The luxury home purchase process is different from buying a conventional or tract home. There are more money-passing hands, so naturally, the risk escalates.
The process is slower as well, so if you plan on purchasing a luxury home, and you won’t be paying cash, you’ll most likely need to obtain a jumbo loan.
What is considered a luxury home?
You might be surprised to know that it isn’t merely the price that defines the luxury home. While the concept can best be defined by perception, here are some additional characteristics of luxury homes:
- Desirable location
- Distinctive architecture
- Amenities
Since everything concerning real estate depends on location, a basic defining point of a luxury property is “a home that goes above and beyond what’s typical for the market,” according to Devon Thornsby, a real estate editor at U.S. News.
What typically doesn’t differ in the luxury home market is the financing of the home
If you’ll be pursuing a jumbo loan to purchase your luxury home, you’ll need to start the loan process well in advance of shopping for homes.
What’s a jumbo loan?
A jumbo loan, also known as a non-conforming loan, is what you’ll need to purchase a property that is priced higher than Fannie Mae’s and Freddie Mac’s conforming loan limits. For 10 years, the conforming loan limit has stood at $417,000 for a single-family home.
That changed last year when markets heated up and prices began to soar. The limit is now $424,100 for most regions across the country (it is higher in certain high-cost counties, such as some in California).
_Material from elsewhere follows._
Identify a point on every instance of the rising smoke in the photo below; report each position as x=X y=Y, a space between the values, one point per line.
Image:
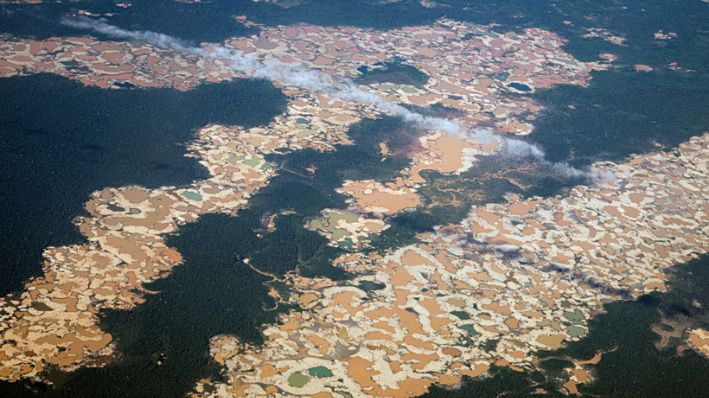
x=299 y=76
Find your county’s loan limit at Bankrate.com. Click on your state and you’ll be taken to a list of counties and their corresponding conforming loan limit.
Qualifying for a jumbo loan
Jumbo loan requirements are more stringent than those of conventional loans and they vary by lender.
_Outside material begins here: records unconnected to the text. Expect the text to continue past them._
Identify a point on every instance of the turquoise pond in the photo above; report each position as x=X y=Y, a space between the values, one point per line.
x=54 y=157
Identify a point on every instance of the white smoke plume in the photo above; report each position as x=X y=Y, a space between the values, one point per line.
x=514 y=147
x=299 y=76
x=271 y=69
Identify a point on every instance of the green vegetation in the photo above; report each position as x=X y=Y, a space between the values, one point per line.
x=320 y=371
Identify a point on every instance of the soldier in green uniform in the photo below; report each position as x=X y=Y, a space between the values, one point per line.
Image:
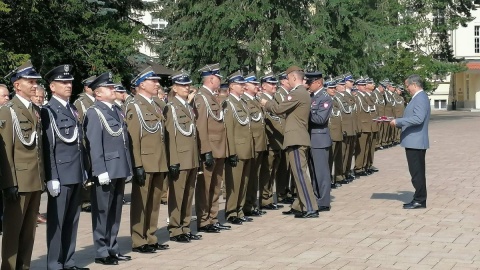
x=257 y=128
x=82 y=103
x=297 y=141
x=351 y=127
x=284 y=184
x=21 y=164
x=146 y=128
x=241 y=150
x=270 y=168
x=375 y=126
x=183 y=159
You will usually need a higher credit score (typically 700 or higher). Generally, a 10 percent down payment is required, although borrowers with high credit scores can find mortgages with a 5 percent down payment requirement.
The good news is that, in their pursuit of wealthy clients, some lenders are willing to waive the private mortgage insurance (PMI) requirement on these low-down payment loans.
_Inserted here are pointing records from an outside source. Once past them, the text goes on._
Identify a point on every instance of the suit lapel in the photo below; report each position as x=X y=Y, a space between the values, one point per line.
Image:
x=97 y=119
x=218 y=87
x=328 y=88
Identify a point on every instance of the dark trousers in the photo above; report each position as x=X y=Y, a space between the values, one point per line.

Like all loans, however, you’ll need to prove that you can make the monthly payment
This means proving:
- A stable employment history – at least two years with your current employer or two years of tax returns to prove self-employment.
- An explanation of what you do for a living if its “value” isn’t as obvious as, for example, a physician or CEO.
- Proof of your income – Lenders want to see not only pay stubs, but bank statements as well (even the blank pages, believe it or not).
- Proof of your down payment funds.
In a nutshell, you will need to be able to document your assets, show a high credit score (the average score for the jumbo loan in the first quarter of 2017 was 771), and show proof of responsible credit history.
Jumbo loan expenses
As of the first quarter of 2017, jumbo loans were actually cheaper (by 21 basis points) in the long run than conforming loans, according to a report released by Core Logic.
In August of this year, for instance, interest rates on these loans tumbled to where they were “13 basis points lower than the conforming rate, the largest spread between the two since March 2016,” according to CNBC’s Diana Olick.
Be prepared for closing, however
Because there are additional steps in the qualifying process, jumbo loans tend to carry higher closing costs. An example of an extra step is a lender who may require two appraisals of the property.
It may even out in the end, however, with the aforementioned sweetening of the pot to attract wealthy clients.
Not only are some lenders waiving the PMI requirement for low-down payment jumbos, but also accepting borrowers with low credit scores.